Music labels and producers (and the lawyers that represent them) are no longer taking this lightly and are suing the pants off folks who use their intellectual property without proper attribution AND royalties paid. Aside from the expense of a lawsuit—which could easily put a videographer out of business (epic fail!), finding the right person to pay the royalties to can be quite the hassle, in and of itself! YouTube and Vimeo are blocking the audio from any posted videos with suspect music playing in the background, and they have comprehensive recognition algorithms to detect the misuse of music on their sites.
Rather than engage in a time consuming and expensive battle with artists, producers and attorneys, I have chosen to use legally licensed music. And although I don’t have that latest tune, I can get very close to most contemporary songs and still have a clear conscience.
Ron Dawson is a friend and an incredible filmmaker who has been doing this for two decades.

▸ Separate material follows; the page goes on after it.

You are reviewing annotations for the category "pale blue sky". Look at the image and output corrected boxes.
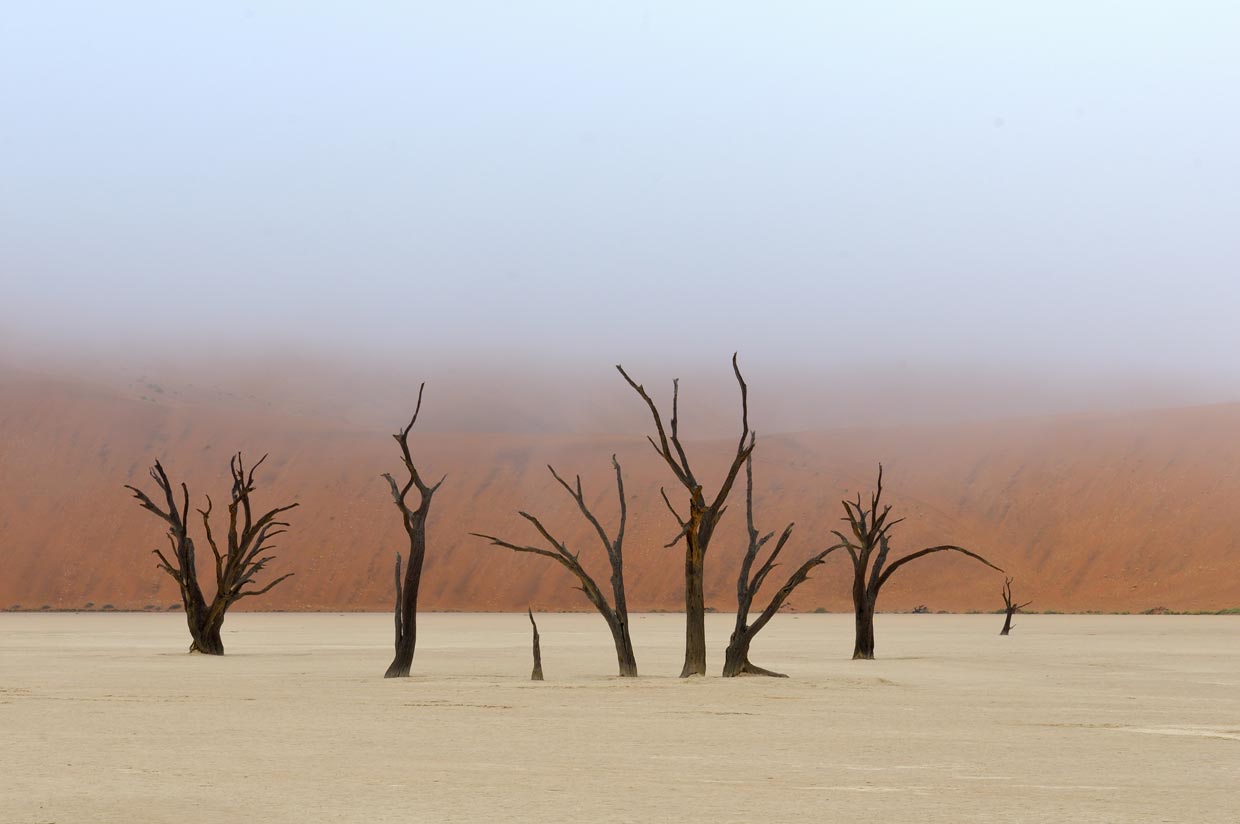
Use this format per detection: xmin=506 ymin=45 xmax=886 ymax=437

Ron knows many of the top indy content creators across the country and he recently shared a story about another filmmaker, Joe Simon, in his blog post, “The Music Licensing Chickens Have Come Home to Roost in Wedding and Event Videography.” Ron gave me permission to link to his story; I encourage you to take a peek as it unpacks this subject in far greater detail. Joe’s story was published in 2011, but it’s just as relevant today — if not more so — than when it was released.
First Impressions Video has a library of royalty-free or royalty-paid music that we use which—we believe—fits our clients’ tastes, their story and the emotion of the event, and it often can mimic current music. Notwithstanding music considered to be in the public domain or picked up in the course of recording a reception or other activity, we will endeavor to use only music and recorded special effects for which proper licensing has been obtained. It is our desire and intent to stay on the right side of this legal issue; we trust you’ll respect this decision.